Ontario MPP
- In office 1967–1971
- Preceded by: Riding re-established
- Succeeded by: Jack McNie
- Constituency: Hamilton West
- In office 1963–1967
- Preceded by: Bill Warrender
- Succeeded by: Norm Davison
- Constituency: Hamilton Centre

Personal details
- Born: January 19, 1898 Alnwick, England
- Died: June 9, 1987 (aged 89) Dundas, Ontario
- Party: Progressive Conservative
- Spouse: Charles Harry Pritchard
- Children: 1

= Ada Pritchard =

Canadian politician

Ada Mary Pritchard (January 19, 1898 – June 9, 1987) was a politician in Ontario, Canada. She was a Progressive Conservative member of the Legislative Assembly of Ontario from 1963 to 1971 who represented the ridings of Hamilton Centre and Hamilton West.

==Background==
Pritchard was born in England, to James Dickenson Newton and Agnes Mary McInnes. She married Charles Harry Pritchard and they had one daughter, Kathleen. They emigrated to Canada in 1926 and settled in Hamilton, Ontario. She died in 1987.

==Politics==
Pritchard ran for city council in Hamilton in 1950 but failed to win a seat. She tried again the following year, this time being successful. In 1956 she was successful in gaining a seat on the executive Board of Control, a more powerful position.

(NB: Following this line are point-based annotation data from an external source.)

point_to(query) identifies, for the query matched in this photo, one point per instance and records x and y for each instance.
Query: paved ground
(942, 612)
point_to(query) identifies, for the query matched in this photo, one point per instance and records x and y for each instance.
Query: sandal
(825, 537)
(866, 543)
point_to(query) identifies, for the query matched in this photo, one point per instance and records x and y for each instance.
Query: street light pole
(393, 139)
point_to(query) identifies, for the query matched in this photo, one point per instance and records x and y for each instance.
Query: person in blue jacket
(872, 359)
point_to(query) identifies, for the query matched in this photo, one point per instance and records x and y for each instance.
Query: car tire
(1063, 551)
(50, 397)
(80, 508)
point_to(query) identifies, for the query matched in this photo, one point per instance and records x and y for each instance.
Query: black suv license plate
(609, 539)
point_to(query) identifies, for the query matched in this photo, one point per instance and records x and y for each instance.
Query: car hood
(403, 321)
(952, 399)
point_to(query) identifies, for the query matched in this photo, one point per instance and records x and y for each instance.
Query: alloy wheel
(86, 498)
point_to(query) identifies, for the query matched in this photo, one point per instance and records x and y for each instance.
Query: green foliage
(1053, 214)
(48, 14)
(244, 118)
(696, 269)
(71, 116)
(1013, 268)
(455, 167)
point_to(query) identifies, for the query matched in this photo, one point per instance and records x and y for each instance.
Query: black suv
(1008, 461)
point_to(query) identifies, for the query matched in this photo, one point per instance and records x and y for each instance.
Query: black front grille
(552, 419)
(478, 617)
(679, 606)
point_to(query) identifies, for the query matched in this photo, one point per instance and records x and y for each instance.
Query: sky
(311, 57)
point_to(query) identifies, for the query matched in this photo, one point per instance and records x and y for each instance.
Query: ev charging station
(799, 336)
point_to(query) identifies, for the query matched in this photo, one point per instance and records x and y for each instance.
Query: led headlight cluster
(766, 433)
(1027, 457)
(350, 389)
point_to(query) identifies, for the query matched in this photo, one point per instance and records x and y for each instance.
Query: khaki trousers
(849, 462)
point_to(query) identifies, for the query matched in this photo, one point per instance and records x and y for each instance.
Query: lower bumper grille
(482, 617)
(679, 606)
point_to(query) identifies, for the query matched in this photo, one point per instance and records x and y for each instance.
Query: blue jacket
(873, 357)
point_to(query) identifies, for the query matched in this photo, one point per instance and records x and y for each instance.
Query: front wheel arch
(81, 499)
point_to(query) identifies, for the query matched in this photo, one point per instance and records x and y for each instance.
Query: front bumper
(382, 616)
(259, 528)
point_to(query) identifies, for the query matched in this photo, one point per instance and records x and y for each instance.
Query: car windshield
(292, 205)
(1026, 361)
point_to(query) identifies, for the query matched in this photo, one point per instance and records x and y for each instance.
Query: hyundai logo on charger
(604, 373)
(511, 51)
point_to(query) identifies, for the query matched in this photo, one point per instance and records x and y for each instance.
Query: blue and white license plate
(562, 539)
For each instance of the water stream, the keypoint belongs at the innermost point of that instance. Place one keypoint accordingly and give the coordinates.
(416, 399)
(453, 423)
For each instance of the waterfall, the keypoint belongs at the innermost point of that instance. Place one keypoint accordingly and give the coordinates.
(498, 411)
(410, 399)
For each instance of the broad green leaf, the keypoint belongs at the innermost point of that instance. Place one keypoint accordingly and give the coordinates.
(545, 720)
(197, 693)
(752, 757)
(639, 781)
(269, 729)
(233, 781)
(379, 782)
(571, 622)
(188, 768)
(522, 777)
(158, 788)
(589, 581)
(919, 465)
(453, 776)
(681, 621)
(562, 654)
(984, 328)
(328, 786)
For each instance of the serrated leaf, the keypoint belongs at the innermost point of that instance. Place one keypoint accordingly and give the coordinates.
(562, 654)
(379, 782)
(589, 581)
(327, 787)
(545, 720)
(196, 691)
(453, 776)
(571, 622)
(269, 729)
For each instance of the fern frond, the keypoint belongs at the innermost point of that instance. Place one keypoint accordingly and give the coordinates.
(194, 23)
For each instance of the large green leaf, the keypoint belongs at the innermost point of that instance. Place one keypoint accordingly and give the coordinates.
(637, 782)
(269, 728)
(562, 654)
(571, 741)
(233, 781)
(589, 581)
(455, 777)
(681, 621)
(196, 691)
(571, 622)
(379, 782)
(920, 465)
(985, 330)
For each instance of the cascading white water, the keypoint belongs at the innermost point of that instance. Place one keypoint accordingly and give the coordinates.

In the 1963 provincial election she ran as the Progressive Conservative candidate in the riding of Hamilton Centre. She defeated NDP candidate Bill Scandlan by 578 votes. In 1967 provincial election, she ran in a newly redistributed riding of Hamilton West. She defeated Liberal candidate Vincent Agro by nearly 1,400 votes.

In 1970, she announced her intention to retire from politics.